Retail, travel, and hospitality, and the financial services industries have been plagued with cyber attack incidents. In contrast, the CRE sector considers itself to be relatively less at risk from a potential cyber attack. This is because CRE firms typically maintain relatively less consumer personally identifiable information (PII) and valuable intellectual property (IP) directly on their own technology systems.
Ed Powers, national managing principal, Cyber Risk Services, Deloitte & Touche LLP says, “In the pace of today’s climate, organizations cannot afford to slow innovation simply because it cannot be perfectly secured. But addressing those risks through a program to become secure, vigilant, and resilient is an essential component in achieving strategic and business performance objectives.”
Bob O’Brien, U.S. and Global Deloitte Real Estate Leader, and Surabhi Sheth, Real Estate research leader with Deloitte Center for Financial Services, have joined forced to write the report, Evolving Cyber Risk In Commercial Real Estate – What You Don’t Know Can Hurt You.

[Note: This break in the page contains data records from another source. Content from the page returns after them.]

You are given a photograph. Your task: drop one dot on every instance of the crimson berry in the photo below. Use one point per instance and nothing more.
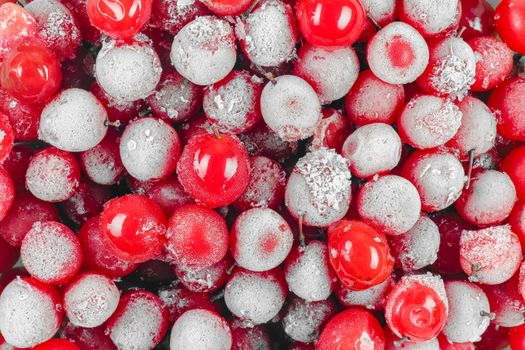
(31, 72)
(134, 227)
(214, 170)
(119, 19)
(510, 23)
(359, 254)
(331, 23)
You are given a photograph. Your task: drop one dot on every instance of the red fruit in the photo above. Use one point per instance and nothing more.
(214, 170)
(31, 72)
(197, 236)
(134, 226)
(119, 19)
(317, 19)
(510, 23)
(359, 254)
(349, 329)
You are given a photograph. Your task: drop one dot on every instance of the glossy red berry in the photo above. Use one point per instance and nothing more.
(331, 24)
(359, 254)
(134, 226)
(119, 19)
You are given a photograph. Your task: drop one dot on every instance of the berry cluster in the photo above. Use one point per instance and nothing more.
(262, 174)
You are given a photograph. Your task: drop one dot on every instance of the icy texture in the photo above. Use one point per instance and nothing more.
(418, 247)
(331, 73)
(268, 34)
(429, 121)
(262, 238)
(149, 149)
(491, 255)
(205, 42)
(468, 312)
(29, 316)
(391, 204)
(372, 149)
(290, 107)
(128, 72)
(90, 300)
(380, 58)
(319, 188)
(200, 329)
(75, 121)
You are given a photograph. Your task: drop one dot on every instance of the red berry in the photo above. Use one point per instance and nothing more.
(134, 226)
(331, 23)
(359, 254)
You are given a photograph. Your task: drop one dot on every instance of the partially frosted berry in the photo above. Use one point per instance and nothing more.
(489, 199)
(260, 239)
(140, 321)
(90, 299)
(128, 72)
(331, 73)
(200, 329)
(150, 149)
(371, 100)
(372, 149)
(431, 18)
(31, 312)
(214, 170)
(438, 176)
(391, 204)
(176, 98)
(56, 26)
(197, 236)
(418, 247)
(134, 227)
(207, 42)
(318, 190)
(469, 312)
(397, 54)
(477, 132)
(491, 255)
(428, 121)
(417, 307)
(303, 321)
(308, 272)
(268, 34)
(255, 297)
(290, 107)
(349, 328)
(53, 175)
(74, 121)
(372, 298)
(232, 104)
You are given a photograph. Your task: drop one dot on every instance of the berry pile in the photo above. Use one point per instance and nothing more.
(262, 174)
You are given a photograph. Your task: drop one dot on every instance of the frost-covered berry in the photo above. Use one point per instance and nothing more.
(90, 299)
(331, 73)
(397, 54)
(150, 149)
(372, 149)
(268, 34)
(207, 42)
(318, 189)
(200, 329)
(128, 72)
(290, 107)
(74, 121)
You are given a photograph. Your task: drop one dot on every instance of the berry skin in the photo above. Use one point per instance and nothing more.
(134, 227)
(119, 19)
(317, 18)
(214, 170)
(348, 329)
(359, 254)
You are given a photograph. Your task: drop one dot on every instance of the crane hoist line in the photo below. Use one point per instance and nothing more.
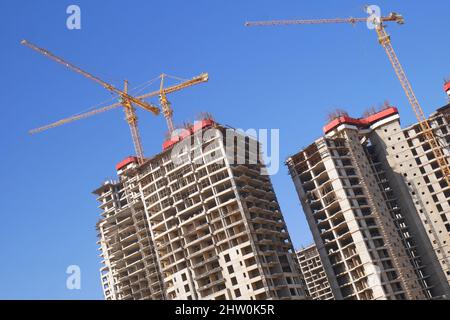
(127, 101)
(385, 41)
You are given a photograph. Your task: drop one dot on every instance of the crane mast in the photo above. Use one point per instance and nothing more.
(385, 42)
(126, 101)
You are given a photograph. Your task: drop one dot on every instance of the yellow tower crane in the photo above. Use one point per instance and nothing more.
(126, 101)
(385, 41)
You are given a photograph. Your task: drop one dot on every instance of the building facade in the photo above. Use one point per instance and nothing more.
(212, 223)
(372, 245)
(314, 276)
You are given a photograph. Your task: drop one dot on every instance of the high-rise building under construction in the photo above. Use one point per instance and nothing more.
(198, 225)
(314, 276)
(378, 206)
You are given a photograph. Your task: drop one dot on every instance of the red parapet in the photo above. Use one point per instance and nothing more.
(198, 125)
(126, 162)
(361, 122)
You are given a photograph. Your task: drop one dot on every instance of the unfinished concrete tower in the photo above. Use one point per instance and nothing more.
(368, 247)
(130, 269)
(213, 218)
(314, 275)
(419, 187)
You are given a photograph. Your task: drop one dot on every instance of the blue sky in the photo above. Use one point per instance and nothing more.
(271, 77)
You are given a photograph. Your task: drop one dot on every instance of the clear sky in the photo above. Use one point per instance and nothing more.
(268, 77)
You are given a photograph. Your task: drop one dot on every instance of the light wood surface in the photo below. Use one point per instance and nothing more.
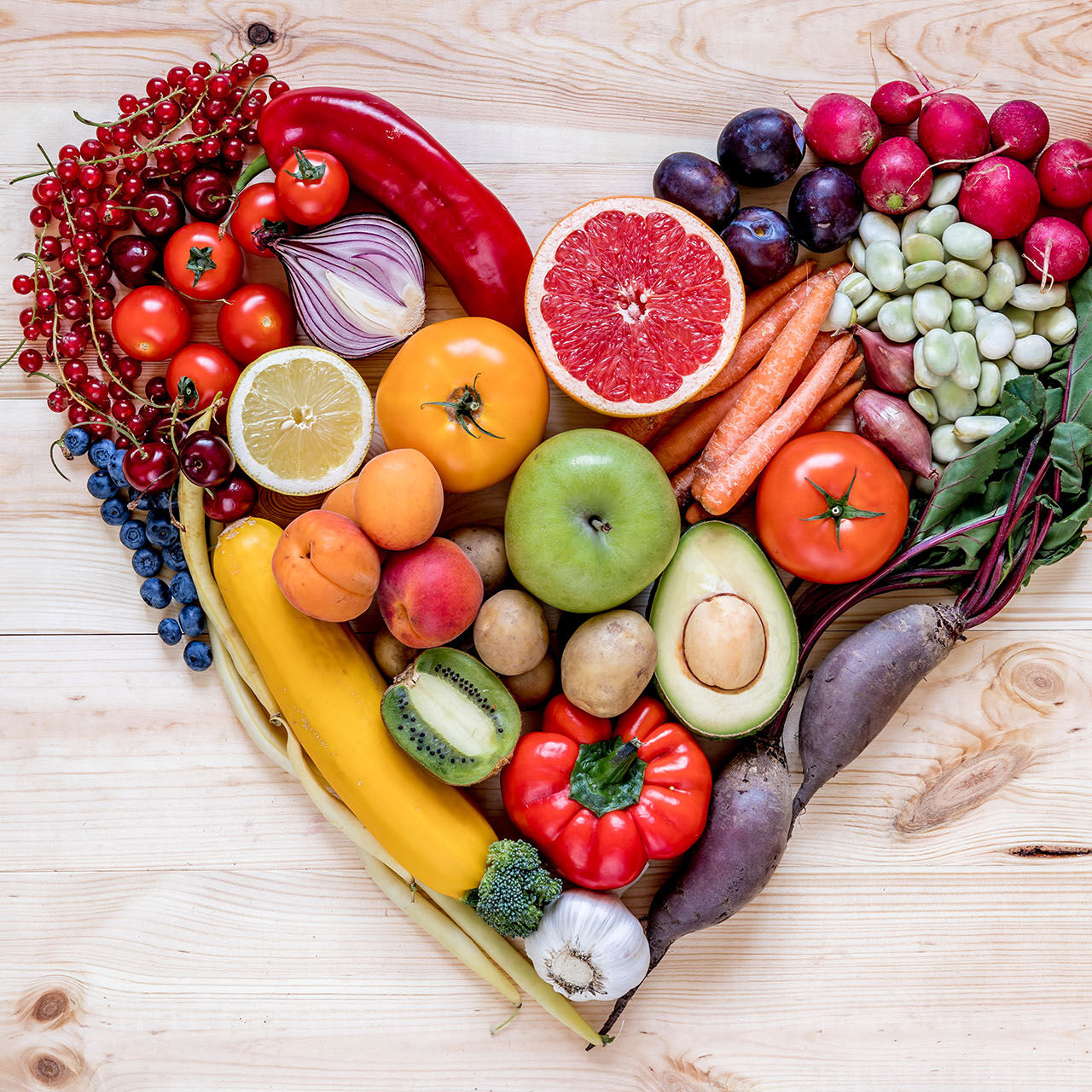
(174, 915)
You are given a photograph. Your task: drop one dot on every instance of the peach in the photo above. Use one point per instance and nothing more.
(398, 499)
(327, 566)
(340, 500)
(428, 595)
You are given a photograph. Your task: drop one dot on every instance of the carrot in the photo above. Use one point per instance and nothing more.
(830, 408)
(768, 385)
(642, 429)
(686, 439)
(740, 470)
(764, 299)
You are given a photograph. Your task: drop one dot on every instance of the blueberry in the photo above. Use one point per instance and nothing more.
(174, 558)
(147, 562)
(191, 619)
(132, 534)
(155, 593)
(113, 468)
(113, 512)
(183, 589)
(160, 530)
(198, 655)
(101, 486)
(100, 452)
(77, 440)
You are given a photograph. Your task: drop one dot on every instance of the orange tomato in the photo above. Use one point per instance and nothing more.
(471, 396)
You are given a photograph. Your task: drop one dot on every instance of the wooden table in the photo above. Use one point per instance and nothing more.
(174, 915)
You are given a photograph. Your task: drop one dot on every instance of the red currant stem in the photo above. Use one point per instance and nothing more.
(65, 453)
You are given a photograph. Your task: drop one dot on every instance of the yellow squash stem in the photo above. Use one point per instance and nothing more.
(195, 549)
(283, 749)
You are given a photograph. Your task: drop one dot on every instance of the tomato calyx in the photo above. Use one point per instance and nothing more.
(607, 775)
(839, 508)
(464, 404)
(306, 171)
(200, 262)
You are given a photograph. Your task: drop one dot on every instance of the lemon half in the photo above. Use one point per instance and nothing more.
(299, 421)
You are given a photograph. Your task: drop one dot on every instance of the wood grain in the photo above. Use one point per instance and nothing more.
(175, 916)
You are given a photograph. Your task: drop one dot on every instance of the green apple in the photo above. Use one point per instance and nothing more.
(591, 520)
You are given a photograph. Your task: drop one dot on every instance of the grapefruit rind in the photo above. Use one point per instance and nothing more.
(617, 344)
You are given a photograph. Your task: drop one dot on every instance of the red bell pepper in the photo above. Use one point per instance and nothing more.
(461, 225)
(601, 805)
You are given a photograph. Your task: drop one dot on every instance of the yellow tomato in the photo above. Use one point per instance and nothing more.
(471, 396)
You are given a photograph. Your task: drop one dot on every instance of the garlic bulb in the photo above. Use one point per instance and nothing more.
(589, 947)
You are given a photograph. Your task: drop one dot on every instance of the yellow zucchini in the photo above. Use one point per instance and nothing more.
(328, 690)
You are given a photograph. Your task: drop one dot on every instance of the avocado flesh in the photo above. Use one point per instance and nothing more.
(716, 558)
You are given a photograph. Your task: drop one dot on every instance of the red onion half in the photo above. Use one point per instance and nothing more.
(357, 284)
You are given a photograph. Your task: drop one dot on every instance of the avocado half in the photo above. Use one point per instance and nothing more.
(728, 639)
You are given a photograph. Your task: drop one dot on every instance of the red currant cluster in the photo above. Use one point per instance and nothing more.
(190, 131)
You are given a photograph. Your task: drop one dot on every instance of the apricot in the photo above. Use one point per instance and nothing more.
(327, 566)
(398, 499)
(428, 595)
(340, 500)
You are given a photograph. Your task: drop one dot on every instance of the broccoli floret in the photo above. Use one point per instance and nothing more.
(514, 889)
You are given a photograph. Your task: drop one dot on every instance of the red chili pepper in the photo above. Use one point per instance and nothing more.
(601, 805)
(463, 226)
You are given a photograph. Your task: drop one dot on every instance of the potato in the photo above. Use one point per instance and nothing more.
(608, 662)
(485, 547)
(532, 688)
(510, 632)
(392, 656)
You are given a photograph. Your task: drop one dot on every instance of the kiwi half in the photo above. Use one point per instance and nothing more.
(453, 716)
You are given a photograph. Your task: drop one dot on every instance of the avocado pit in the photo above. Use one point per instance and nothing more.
(724, 642)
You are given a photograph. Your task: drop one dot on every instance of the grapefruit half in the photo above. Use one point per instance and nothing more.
(634, 305)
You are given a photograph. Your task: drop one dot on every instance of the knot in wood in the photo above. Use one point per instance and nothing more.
(260, 34)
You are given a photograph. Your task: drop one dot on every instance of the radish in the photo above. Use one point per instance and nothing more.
(952, 128)
(1064, 174)
(999, 195)
(1055, 249)
(897, 178)
(841, 128)
(1020, 129)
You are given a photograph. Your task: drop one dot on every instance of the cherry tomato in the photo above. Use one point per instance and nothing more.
(311, 187)
(831, 508)
(210, 369)
(471, 396)
(200, 264)
(256, 319)
(258, 207)
(151, 323)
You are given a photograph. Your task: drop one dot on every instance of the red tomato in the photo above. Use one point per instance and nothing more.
(198, 262)
(210, 369)
(311, 187)
(831, 508)
(256, 319)
(151, 323)
(258, 203)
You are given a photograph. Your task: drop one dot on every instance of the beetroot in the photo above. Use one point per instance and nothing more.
(952, 128)
(897, 177)
(897, 102)
(999, 195)
(841, 128)
(1065, 174)
(1055, 248)
(1020, 129)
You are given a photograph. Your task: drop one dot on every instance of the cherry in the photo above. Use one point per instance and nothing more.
(206, 459)
(151, 468)
(232, 500)
(160, 213)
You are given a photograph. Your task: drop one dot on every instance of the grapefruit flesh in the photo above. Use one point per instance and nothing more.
(634, 305)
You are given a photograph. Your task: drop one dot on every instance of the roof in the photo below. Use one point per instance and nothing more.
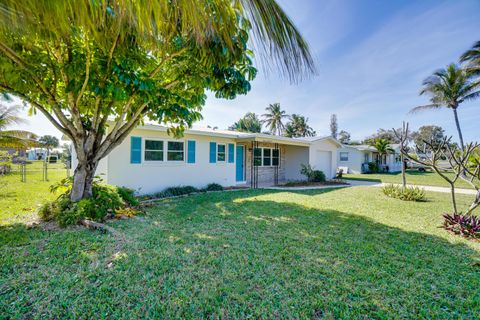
(242, 136)
(367, 147)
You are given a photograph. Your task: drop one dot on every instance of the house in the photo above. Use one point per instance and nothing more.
(355, 159)
(150, 160)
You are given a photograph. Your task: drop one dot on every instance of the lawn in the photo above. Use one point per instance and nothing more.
(336, 253)
(428, 178)
(18, 199)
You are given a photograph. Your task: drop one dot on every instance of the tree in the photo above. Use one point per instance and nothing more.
(449, 88)
(17, 139)
(273, 119)
(249, 123)
(472, 58)
(385, 134)
(344, 137)
(49, 142)
(81, 63)
(431, 133)
(298, 127)
(333, 126)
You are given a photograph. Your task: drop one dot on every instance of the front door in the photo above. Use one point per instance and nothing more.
(240, 163)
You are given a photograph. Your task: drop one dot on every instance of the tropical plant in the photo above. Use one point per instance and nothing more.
(16, 139)
(449, 88)
(49, 142)
(298, 127)
(333, 126)
(249, 123)
(83, 62)
(274, 117)
(344, 137)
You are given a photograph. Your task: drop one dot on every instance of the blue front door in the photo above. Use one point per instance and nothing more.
(239, 163)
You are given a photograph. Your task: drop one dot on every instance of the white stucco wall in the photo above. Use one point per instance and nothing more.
(355, 159)
(150, 177)
(295, 156)
(323, 156)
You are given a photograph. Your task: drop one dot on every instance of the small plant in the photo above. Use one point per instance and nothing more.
(312, 174)
(465, 225)
(214, 187)
(405, 194)
(372, 167)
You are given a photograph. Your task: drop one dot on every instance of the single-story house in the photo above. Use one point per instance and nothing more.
(150, 160)
(355, 159)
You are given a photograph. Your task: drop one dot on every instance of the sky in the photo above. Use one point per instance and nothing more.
(371, 55)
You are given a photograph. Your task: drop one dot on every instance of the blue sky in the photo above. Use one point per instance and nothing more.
(372, 56)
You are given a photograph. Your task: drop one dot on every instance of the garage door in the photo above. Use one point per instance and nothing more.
(324, 162)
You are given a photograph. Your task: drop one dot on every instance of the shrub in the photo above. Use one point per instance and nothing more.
(105, 201)
(465, 225)
(214, 187)
(372, 167)
(128, 195)
(406, 194)
(312, 174)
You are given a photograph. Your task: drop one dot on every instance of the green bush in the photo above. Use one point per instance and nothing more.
(406, 194)
(214, 187)
(104, 202)
(128, 195)
(311, 174)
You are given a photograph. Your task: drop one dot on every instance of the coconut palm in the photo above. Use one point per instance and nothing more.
(274, 117)
(472, 59)
(449, 88)
(13, 138)
(298, 127)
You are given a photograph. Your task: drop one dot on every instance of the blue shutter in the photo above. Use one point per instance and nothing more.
(191, 151)
(135, 150)
(213, 152)
(231, 153)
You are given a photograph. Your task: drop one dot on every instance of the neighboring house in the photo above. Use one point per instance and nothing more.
(355, 159)
(150, 160)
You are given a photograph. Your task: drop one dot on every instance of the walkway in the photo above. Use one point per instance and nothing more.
(362, 183)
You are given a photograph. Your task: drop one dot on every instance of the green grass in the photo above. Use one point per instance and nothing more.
(18, 199)
(413, 177)
(349, 253)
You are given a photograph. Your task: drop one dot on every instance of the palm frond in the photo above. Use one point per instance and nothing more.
(424, 108)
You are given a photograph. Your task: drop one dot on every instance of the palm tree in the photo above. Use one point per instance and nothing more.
(449, 88)
(274, 118)
(472, 58)
(298, 127)
(17, 139)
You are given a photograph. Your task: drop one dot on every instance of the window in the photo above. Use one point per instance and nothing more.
(257, 157)
(153, 150)
(175, 151)
(266, 157)
(221, 152)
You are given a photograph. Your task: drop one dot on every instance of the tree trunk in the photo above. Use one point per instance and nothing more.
(83, 180)
(457, 123)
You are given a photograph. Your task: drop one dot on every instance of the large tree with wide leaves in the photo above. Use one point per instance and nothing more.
(274, 118)
(83, 63)
(449, 88)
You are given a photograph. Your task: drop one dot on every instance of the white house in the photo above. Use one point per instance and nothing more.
(355, 159)
(150, 160)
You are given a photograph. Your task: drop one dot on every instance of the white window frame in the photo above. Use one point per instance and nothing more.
(165, 151)
(343, 159)
(224, 152)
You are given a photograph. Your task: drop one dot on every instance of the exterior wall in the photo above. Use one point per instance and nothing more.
(265, 174)
(323, 156)
(295, 156)
(355, 159)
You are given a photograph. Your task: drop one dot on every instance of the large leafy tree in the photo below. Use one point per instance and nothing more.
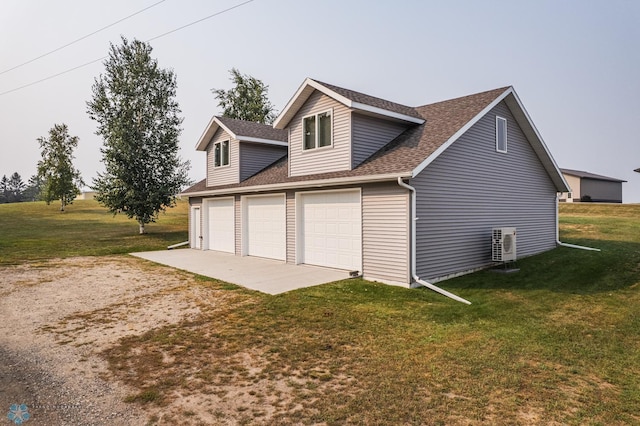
(60, 180)
(4, 189)
(134, 104)
(33, 189)
(247, 100)
(16, 188)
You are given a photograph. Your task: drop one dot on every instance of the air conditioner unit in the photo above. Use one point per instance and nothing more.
(503, 244)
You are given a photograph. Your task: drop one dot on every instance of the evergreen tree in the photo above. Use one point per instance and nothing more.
(247, 100)
(60, 180)
(15, 188)
(137, 114)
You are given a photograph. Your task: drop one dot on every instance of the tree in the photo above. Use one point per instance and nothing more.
(137, 114)
(247, 100)
(16, 187)
(33, 189)
(4, 189)
(60, 180)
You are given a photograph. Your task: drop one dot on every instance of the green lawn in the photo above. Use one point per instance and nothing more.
(556, 343)
(33, 231)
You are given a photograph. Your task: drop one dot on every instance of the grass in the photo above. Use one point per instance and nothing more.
(34, 231)
(556, 343)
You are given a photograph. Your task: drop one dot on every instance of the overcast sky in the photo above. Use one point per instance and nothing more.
(574, 64)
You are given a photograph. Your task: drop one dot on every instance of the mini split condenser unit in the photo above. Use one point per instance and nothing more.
(503, 244)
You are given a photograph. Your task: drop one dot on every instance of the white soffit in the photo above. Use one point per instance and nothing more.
(307, 88)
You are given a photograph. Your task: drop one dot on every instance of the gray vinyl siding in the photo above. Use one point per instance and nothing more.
(255, 157)
(601, 191)
(321, 160)
(291, 227)
(238, 224)
(227, 174)
(470, 188)
(369, 135)
(385, 233)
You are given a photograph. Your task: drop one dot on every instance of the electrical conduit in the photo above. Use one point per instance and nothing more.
(560, 243)
(414, 275)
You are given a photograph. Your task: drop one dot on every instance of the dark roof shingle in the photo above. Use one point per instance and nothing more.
(402, 155)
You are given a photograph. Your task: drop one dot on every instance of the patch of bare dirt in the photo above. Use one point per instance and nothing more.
(57, 316)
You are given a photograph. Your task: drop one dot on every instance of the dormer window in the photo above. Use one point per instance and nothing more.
(221, 154)
(501, 134)
(317, 130)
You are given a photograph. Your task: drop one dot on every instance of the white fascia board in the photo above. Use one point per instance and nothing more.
(459, 133)
(286, 114)
(540, 140)
(260, 140)
(286, 111)
(210, 131)
(207, 134)
(354, 180)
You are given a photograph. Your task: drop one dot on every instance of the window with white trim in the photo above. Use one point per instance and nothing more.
(501, 134)
(317, 131)
(221, 154)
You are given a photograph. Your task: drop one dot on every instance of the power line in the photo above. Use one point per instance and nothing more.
(80, 39)
(99, 59)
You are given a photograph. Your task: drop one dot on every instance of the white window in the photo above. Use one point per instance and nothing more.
(221, 154)
(501, 134)
(316, 130)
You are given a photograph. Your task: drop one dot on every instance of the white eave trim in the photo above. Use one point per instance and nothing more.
(459, 133)
(386, 113)
(207, 134)
(260, 140)
(213, 126)
(474, 120)
(352, 180)
(287, 114)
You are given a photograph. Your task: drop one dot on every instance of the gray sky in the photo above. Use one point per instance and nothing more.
(574, 63)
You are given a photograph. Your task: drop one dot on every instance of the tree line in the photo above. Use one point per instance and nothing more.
(14, 190)
(134, 105)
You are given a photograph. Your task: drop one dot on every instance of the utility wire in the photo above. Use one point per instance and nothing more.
(99, 59)
(80, 39)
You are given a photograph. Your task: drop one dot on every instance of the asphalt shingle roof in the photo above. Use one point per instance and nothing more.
(403, 154)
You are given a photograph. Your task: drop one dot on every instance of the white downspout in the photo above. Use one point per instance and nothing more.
(560, 243)
(414, 275)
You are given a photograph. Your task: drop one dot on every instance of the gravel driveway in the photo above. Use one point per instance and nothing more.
(57, 316)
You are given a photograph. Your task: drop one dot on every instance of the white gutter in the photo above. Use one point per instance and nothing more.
(301, 184)
(560, 243)
(414, 275)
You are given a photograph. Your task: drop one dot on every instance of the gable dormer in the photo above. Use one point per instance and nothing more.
(334, 129)
(237, 149)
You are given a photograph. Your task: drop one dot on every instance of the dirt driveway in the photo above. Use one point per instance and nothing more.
(48, 351)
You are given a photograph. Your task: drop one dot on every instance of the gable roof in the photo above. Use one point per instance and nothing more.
(349, 98)
(587, 175)
(442, 123)
(246, 131)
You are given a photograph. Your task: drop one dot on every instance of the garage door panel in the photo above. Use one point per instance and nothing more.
(266, 227)
(331, 234)
(221, 223)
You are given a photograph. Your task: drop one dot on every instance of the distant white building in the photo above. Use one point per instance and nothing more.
(86, 195)
(587, 186)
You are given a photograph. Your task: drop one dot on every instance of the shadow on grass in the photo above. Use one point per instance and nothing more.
(565, 270)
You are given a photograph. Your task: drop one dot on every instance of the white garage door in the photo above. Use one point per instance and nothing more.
(331, 230)
(265, 227)
(221, 225)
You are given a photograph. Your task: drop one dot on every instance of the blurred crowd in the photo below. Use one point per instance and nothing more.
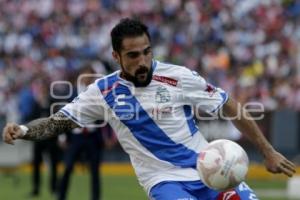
(248, 47)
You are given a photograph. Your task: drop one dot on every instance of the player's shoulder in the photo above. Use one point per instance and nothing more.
(174, 70)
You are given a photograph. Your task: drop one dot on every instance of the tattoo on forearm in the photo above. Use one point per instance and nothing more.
(44, 128)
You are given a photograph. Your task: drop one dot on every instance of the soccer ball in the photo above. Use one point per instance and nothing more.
(222, 165)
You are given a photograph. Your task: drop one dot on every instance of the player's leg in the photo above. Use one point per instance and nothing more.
(241, 192)
(93, 155)
(36, 162)
(170, 191)
(71, 156)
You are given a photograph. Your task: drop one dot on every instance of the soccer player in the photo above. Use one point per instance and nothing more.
(149, 105)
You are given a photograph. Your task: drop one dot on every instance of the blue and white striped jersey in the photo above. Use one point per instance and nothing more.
(154, 124)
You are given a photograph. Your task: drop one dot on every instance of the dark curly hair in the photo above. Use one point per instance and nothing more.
(127, 28)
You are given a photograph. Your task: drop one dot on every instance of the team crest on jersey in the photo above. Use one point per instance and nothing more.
(162, 95)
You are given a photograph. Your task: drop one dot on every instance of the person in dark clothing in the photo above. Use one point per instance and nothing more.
(35, 102)
(89, 141)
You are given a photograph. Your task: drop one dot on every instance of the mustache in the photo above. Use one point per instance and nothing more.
(142, 70)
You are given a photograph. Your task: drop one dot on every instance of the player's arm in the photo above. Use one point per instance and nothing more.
(38, 129)
(274, 161)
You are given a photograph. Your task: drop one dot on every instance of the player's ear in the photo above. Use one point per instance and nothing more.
(116, 56)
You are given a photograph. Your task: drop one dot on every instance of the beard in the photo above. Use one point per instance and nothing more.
(141, 78)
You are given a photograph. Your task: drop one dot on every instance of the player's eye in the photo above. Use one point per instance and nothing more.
(147, 51)
(133, 55)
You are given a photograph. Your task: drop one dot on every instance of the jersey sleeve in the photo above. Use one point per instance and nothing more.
(87, 107)
(201, 94)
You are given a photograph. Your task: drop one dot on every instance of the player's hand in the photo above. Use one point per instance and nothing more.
(277, 163)
(11, 132)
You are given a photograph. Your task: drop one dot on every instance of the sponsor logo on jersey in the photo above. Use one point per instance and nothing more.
(210, 89)
(162, 95)
(164, 79)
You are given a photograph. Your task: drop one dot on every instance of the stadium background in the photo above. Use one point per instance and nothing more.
(248, 47)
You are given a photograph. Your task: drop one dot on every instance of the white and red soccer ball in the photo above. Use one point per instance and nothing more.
(222, 165)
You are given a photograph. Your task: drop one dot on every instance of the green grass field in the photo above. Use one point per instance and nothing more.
(123, 187)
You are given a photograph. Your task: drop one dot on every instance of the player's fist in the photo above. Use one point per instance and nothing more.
(11, 132)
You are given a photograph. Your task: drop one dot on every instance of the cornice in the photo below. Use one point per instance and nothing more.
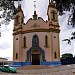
(37, 30)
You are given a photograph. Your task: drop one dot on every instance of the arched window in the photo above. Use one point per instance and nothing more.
(35, 40)
(24, 41)
(46, 41)
(55, 55)
(17, 20)
(16, 55)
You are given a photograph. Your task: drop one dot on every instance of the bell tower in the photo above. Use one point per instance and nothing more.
(18, 17)
(17, 34)
(52, 12)
(54, 31)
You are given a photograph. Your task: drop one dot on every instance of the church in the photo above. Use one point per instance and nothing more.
(36, 42)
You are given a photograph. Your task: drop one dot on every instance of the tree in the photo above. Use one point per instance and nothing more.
(7, 8)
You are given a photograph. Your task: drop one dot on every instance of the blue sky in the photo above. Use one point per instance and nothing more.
(6, 40)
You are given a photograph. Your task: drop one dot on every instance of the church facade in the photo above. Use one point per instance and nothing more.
(36, 41)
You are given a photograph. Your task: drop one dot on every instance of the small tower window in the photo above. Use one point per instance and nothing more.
(16, 20)
(24, 42)
(46, 41)
(55, 55)
(16, 55)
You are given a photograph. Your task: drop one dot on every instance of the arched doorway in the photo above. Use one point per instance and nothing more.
(35, 57)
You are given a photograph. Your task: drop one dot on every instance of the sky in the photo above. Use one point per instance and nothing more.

CRE companies are stepping up their use of new technologies such as cloud, mobile, and social media to drive building occupant engagement and operational efficiency. In addition, they are implementing increasingly sophisticated technology solutions for building management. Some of the commonly used solutions of this type include systems to control heating, ventilation, and air conditioning (HVAC), lighting, and/or safety systems. In fact, the U.S. building management system (BMS) market is expected to grow 7% to 9% annually during the 2014–2017 period, reaching $2.2 billion in annual spending by 2017.1
The increased use of BMS and intelligent buildings is adding layers of complexity in the CRE business and changing owner-occupant dynamics. This requires companies to lose their false sense of security and make appropriate investments in cyber security. CRE companies will benefit from understanding and re-evaluating current security and privacy practices.
So is there cyber risk in real estate–yes, there is! And it’s becoming more clear, as CRE companies implement technology-driven innovation, they also need to implement appropriate security measures to prevent and mitigate cyber intrusions.
1 “U.S. Building Automation Market Primed for Growth,” Electrical Construction and Maintenance, January 17, 2014.